Tears streamed down my face. “I didn’t know… I really didn’t know…”
“Didn’t know what?” He straightened up. “Didn’t know your father destroyed a family? Didn’t know the whole city treated him like a hero?”
He turned and walked away.
“Caspian! Come back! I’ll die—please!”
He did not look back.
The engine noise faded into the distance. Then there was nothing.
People kept coming that night.
Flashlight beams cut in from the hallway, stabbing at my eyes. Men’s voices—drunk, laughing.
“Holy shit, it’s real?”
“Who cares who she is—free.”
Someone laughed. Someone unbuckled a belt.
I shut my eyes. In my head, I called for Mom.
The first day. The second day.
On the afternoon of the third day, someone called the police. A female officer draped her coat over me and asked my name. I opened my mouth, but my throat was raw and I couldn’t make a sound.
Caspian never came back. He flew straight to Switzerland for a PhD.
That video got uploaded online. Within forty-eight hours, my name, my school, my face spread across every platform. The school revoked my degree.

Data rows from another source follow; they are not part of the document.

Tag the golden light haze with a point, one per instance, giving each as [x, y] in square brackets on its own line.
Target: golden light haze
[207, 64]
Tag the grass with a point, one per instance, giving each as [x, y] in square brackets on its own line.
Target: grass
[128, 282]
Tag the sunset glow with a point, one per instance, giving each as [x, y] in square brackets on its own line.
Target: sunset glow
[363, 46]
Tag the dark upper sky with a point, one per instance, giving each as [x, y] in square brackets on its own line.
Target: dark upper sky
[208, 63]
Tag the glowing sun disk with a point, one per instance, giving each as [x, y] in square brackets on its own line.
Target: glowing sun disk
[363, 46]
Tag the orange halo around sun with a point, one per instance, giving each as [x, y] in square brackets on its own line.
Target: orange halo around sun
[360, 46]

Three months later, my father resigned from the fire department. Another month passed, and he disappeared. The police found him in a small-town motel; he had killed himself with poison. On the nightstand was a note: “I was saving him.”
No one knew what that meant.
At the funeral, my mother, Irene, collapsed. The doctor said it was acute stress-induced psychosis. She went into a residential facility.
Later, someone approached me. A man named Silas Boone said he could help. The “Darklight” club. Only hostessing—no sex.
I signed the contract.
Five years.
In those five years, I learned how to smile—how many degrees to lift the corners of my mouth, how much seduction to put in my eyes. When men’s hands roamed over me, I counted in my head. Ten, twenty, thirty. I counted until the client left.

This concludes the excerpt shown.